The UG2+ 2022 Track2 provide 4 datasets:
- Normal-light Training Dataset (2625 videos w/ label)
- Normal-light Validation Dataset (330 videos w/ label)
- Dark Training Dataset (3088 videos w/o label)
- Dark Testing Dataset (3102 videos w/o label)
Besides, the organizers allow utilizing ARID dataset to validate and provide pseudo labels.
- ARID Training Dataset (6207 videos w/o label).
- Download all the data in UG2+ 2022 Track2 and ARID_v1.5.
- Prepare soft links in
./data
, we haved provided all the CSV files.
# soft link for UG2
ln -s your_data_path/dark-train dark_train
ln -s your_data_path/dry-run dry_run
ln -s your_data_path/labeled-train labeled_train
ln -s your_data_path/Test Test
# copy data from ARID
ln -s your_data_path/ARID_v1.5/clips_v1.5 dark_train/Train
After the above steps, you can simply set DATA.PATH_PREFIX
as data
.
- [Supervised Training]:
- Normal-light Training Dataset and Normal-light Validation Dataset are used for supervised training, all the videos and labels are utilized to train the models.
- Dark Training Dataset and ARID Training Dataset are used for adapting BN, only the videos are utilized to update the parameters in BN.
- ARID Training Dataset is used for validation, all the videos and labels are utilized to select the best model.

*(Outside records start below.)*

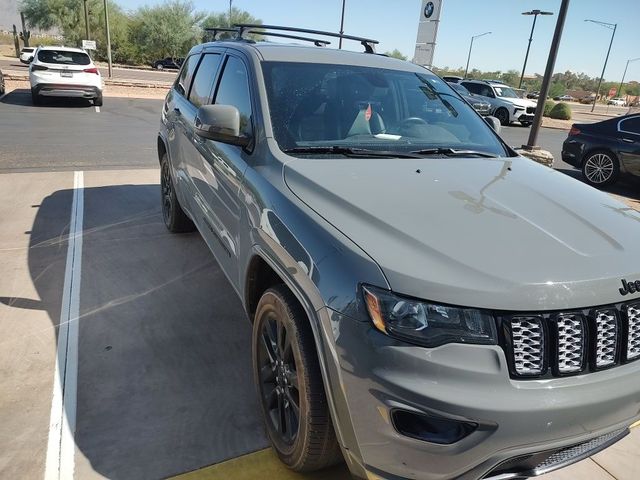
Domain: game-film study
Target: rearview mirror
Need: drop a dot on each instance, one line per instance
(220, 123)
(493, 122)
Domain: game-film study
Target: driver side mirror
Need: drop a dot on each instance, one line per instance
(493, 122)
(220, 123)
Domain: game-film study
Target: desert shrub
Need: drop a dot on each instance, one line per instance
(561, 111)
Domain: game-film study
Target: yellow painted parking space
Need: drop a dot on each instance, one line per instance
(261, 465)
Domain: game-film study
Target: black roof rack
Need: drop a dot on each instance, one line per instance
(367, 43)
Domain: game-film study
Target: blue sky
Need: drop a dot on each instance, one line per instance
(395, 23)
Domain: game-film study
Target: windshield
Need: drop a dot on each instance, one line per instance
(63, 57)
(505, 92)
(320, 105)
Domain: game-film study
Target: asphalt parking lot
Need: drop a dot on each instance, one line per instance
(133, 332)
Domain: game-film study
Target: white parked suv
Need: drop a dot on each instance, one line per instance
(506, 105)
(26, 54)
(64, 72)
(619, 102)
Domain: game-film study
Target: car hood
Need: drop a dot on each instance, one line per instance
(506, 234)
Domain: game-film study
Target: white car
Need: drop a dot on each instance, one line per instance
(64, 72)
(26, 54)
(619, 102)
(506, 105)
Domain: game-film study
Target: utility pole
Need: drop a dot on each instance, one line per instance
(470, 47)
(548, 73)
(535, 14)
(106, 24)
(341, 25)
(26, 34)
(606, 59)
(86, 20)
(625, 74)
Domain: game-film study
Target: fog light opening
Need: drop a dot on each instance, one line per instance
(431, 429)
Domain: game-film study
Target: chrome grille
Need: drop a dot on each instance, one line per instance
(606, 337)
(569, 343)
(571, 339)
(527, 338)
(633, 338)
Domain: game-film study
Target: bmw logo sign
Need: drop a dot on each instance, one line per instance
(428, 9)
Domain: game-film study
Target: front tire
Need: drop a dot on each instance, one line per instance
(174, 217)
(502, 114)
(600, 168)
(289, 383)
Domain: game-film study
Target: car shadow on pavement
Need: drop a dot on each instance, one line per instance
(164, 383)
(22, 97)
(625, 187)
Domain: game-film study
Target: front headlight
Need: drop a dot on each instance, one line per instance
(427, 323)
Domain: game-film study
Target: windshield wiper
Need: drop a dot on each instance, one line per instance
(352, 152)
(450, 152)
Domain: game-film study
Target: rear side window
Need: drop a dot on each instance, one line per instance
(234, 90)
(203, 81)
(63, 57)
(184, 78)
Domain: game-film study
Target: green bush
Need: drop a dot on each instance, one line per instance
(561, 111)
(548, 106)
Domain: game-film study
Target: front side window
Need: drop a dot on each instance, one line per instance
(204, 78)
(63, 57)
(184, 77)
(234, 90)
(326, 105)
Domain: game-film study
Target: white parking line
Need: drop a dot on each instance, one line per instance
(61, 446)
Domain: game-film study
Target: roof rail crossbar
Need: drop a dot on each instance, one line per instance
(367, 43)
(317, 42)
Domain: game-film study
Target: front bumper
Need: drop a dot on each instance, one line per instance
(374, 374)
(66, 90)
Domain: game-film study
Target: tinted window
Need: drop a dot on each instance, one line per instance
(313, 105)
(203, 81)
(234, 90)
(63, 57)
(631, 125)
(472, 87)
(184, 78)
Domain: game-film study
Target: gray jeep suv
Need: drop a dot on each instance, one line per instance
(426, 303)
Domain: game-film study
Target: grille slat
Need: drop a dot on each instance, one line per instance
(633, 338)
(606, 338)
(527, 338)
(568, 343)
(571, 339)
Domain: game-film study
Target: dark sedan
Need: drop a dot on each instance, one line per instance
(483, 108)
(605, 150)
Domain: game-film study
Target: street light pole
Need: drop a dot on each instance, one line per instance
(548, 73)
(86, 20)
(341, 25)
(535, 14)
(470, 47)
(625, 74)
(610, 26)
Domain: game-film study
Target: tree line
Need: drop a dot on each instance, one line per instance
(561, 83)
(138, 37)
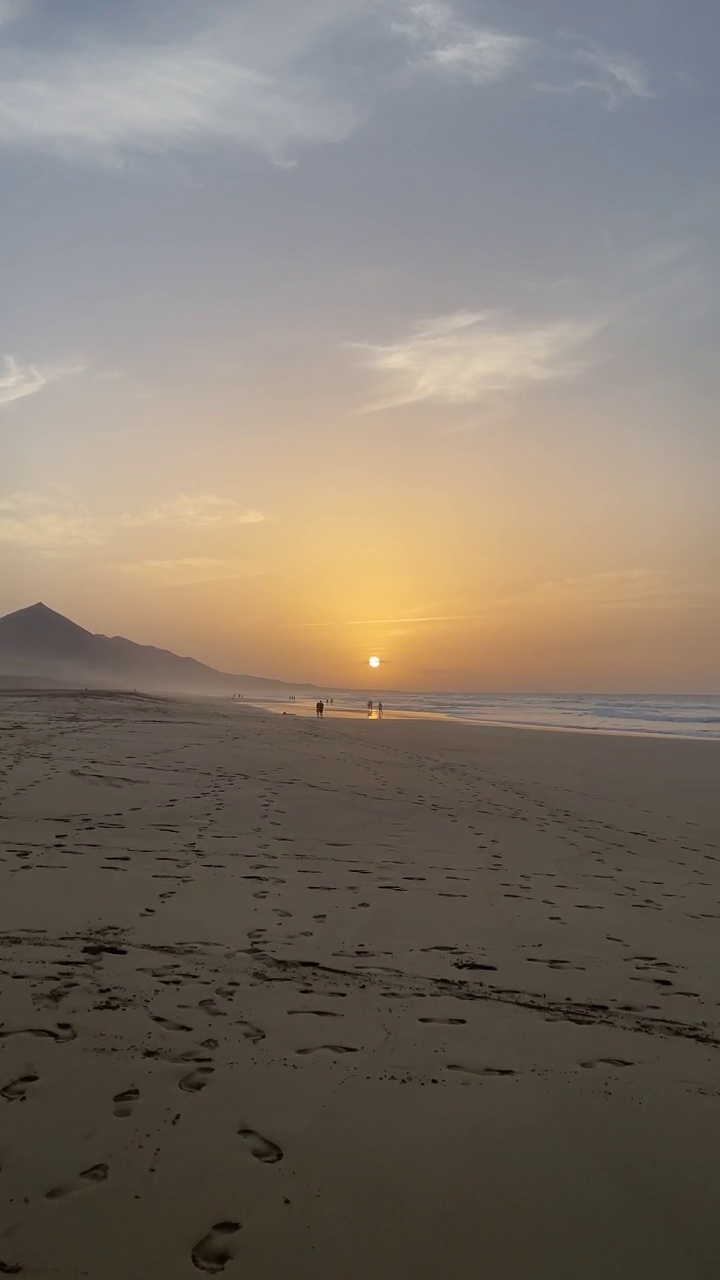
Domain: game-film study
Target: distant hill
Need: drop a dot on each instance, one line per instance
(41, 647)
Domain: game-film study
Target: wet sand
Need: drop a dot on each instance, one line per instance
(352, 999)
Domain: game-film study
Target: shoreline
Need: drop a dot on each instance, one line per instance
(308, 712)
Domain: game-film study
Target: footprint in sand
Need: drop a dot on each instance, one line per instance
(213, 1252)
(89, 1178)
(196, 1080)
(249, 1032)
(124, 1102)
(443, 1022)
(169, 1024)
(607, 1061)
(311, 1013)
(268, 1152)
(17, 1089)
(327, 1048)
(481, 1070)
(64, 1032)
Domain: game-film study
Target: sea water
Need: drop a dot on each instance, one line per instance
(693, 716)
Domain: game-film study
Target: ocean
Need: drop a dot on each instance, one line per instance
(675, 716)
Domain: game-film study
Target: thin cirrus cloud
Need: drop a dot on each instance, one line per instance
(55, 524)
(456, 50)
(32, 522)
(196, 511)
(268, 85)
(190, 571)
(473, 356)
(98, 99)
(614, 78)
(18, 380)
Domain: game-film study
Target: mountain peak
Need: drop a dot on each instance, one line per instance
(42, 641)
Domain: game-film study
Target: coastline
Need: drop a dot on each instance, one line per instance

- [Semi-supervised Training]:
- Dark Training Dataset and ARID Training Dataset are used for generating pseudo labels, only those pseudo labels with high confidence are utilized for training.
- Normal-light Training Dataset and Normal-light Validation Dataset are also used for semi-supervised training.
- ARID Training Dataset is still used for validation, all the videos and labels are utilized to select the best model.
- [Testing]
- Dark Testing Dataset is used for testing, only the videos are used for generating corresponding predictions.